И вдруг мы увидели Макферсона. Его голова показалась над краем скалы в том месте, где кончалась тропинка. Потом он сам представ перед нами во весь рост, и мы заметили, что он шатается, как пьяный. Внезапно он вскинул руки вверх и со страшным воплем плашмя рухнул на землю. Мы со Стэкхэрстом подбежали к нему (разделявшее нас расстояние было не менее 50 ярдов) и перевернули его на спину. Не было сомнения: он был в агонии. Об этом говорили неподвижные, ввалившиеся глаза и мертвенно-бледные щеки. На секунду искра жизни оживила его лицо, и он попытался произнести два или три слова, как бы желая нас о чем-то предостеречь. Он пробормотал несколько нечленораздельных звуков, и мне показалось, что последние слова, которые сорвались с его губ, были: «Львиная грива…» Это была совершенная бессмыслица, но именно так я понял его. Затем Макферсон приподнялся, протянул руки вперед и повалился на бок. Он был мертв.

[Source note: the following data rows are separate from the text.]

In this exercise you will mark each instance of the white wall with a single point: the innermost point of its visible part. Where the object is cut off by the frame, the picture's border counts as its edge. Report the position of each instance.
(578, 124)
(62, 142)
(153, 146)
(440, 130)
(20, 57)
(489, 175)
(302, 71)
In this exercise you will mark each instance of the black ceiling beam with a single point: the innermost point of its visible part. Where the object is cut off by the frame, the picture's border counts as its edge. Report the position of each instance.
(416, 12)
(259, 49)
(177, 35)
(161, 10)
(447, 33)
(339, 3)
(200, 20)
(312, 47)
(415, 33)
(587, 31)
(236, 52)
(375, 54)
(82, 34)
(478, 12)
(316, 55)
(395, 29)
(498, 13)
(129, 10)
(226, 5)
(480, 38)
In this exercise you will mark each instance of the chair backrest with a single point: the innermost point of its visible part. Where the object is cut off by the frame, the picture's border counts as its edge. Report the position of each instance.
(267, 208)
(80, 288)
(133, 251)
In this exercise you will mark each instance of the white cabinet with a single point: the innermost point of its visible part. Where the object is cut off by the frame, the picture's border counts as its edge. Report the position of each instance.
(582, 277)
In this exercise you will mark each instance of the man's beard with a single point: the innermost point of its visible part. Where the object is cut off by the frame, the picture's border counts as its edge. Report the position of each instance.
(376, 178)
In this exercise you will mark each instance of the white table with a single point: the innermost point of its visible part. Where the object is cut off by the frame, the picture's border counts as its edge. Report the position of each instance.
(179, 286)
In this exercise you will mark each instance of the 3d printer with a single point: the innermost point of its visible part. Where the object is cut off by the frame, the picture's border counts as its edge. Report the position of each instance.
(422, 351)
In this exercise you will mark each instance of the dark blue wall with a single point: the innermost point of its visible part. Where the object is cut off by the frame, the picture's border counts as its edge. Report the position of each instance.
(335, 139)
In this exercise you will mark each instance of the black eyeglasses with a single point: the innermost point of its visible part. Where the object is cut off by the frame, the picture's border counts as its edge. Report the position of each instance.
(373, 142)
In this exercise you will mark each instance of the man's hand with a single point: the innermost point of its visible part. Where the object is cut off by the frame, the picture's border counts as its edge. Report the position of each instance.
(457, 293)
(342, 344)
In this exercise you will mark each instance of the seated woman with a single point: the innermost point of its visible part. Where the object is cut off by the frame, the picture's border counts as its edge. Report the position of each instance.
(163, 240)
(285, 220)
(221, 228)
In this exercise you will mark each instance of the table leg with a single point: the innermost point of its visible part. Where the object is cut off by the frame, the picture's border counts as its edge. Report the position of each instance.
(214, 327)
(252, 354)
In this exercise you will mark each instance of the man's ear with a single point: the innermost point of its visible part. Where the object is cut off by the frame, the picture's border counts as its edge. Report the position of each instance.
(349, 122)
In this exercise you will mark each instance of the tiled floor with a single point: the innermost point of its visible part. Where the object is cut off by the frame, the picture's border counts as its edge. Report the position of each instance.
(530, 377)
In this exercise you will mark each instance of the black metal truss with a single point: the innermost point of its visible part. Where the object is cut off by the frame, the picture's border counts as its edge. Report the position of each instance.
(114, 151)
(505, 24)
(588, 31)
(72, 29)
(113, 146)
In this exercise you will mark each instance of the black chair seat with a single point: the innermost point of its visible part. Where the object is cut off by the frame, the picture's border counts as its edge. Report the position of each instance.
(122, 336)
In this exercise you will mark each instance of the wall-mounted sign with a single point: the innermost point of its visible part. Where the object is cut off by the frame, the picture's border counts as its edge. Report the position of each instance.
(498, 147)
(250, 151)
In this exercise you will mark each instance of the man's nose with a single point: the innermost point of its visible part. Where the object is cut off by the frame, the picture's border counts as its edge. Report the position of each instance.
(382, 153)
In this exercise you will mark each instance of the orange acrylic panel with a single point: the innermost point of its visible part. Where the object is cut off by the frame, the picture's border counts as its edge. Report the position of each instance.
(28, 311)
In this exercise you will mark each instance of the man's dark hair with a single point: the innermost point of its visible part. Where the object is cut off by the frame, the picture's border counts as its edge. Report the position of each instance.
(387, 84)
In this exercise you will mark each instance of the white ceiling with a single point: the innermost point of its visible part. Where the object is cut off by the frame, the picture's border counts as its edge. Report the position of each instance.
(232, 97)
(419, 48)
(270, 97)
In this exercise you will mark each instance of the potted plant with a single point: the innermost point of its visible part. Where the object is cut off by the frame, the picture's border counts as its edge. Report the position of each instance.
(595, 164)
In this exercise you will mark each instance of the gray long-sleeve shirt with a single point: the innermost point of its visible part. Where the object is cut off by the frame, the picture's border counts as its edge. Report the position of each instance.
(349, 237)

Эта ужасная сцена совершенно парализовала моего приятеля, но, само собою разумеется, я напряг все свое внимание. Было совершенно ясно, что мы являемся свидетелями из ряда вон выходящего случая. На Макферсоне был накинут непромокаемый плащ, брюки и незашнурованные полотняные туфли. Когда он упал, плащ соскользнул и обнажил его спину, В ужасе мы смотрели на нее. Вся она была покрыта темно-красными рубцами, как бы исхлестанная плеткой из тонкой проволоки. Орудие, примененное для этой ужасной пытки, было, видимо, очень гибким, потому что воспаленные полосы охватывали даже плечи и ребра. Из губы, прикушенной в приступе боли, стенала на подбородок струйка крови. Искаженное лицо говорило о том, что страдания молодого человека были ужасны.